The volume and complexity of secondary legislation likely to be laid under the ‘Great Repeal Bill’, and indeed under other primary legislation related to Brexit, will put significant strains on Parliament’s current processes. Scrutiny committees will need to have the capacity, expertise and legal support to cope with the additional workload. We look to the Secondary Legislation Scrutiny Committee and the Joint Committee on Statutory Instruments, both of which have extensive experience in the scrutiny of secondary legislation, to advise the Liaison Committee as to what will be required to deal with the secondary legislation flowing from the ‘Great Repeal Bill’ and other Brexit-related legislation.
The UK Government will need to make clear what it envisages the role of the devolved institutions to be in the process of domesticating EU law. Will ministers for the devolved institutions be responsible for preparing amendments to those elements of EU law that will, following Brexit, fall within their competence? Or will the UK Government have exclusive responsibility for such matters prior to Brexit day, following which the devolved institution will take on responsibility for elements within devolved competence?

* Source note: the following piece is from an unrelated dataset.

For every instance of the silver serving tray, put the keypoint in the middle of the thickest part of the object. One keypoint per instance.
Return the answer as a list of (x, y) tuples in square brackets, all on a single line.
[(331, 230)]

The domestication of EU law will also have implications for the devolution settlements. The UK’s exit from the EU will provide the devolved legislatures with the freedom to legislate in devolved areas that are currently circumscribed by EU law. This will mean that the UK Government and the devolved administrations will need to manage new interfaces—and potentially overlapping responsibilities—between reserved matters and devolved competence in areas where the writ of EU law no longer runs. The UK Government and devolved administrations will need to agree, before Brexit, how those new interfaces will be managed.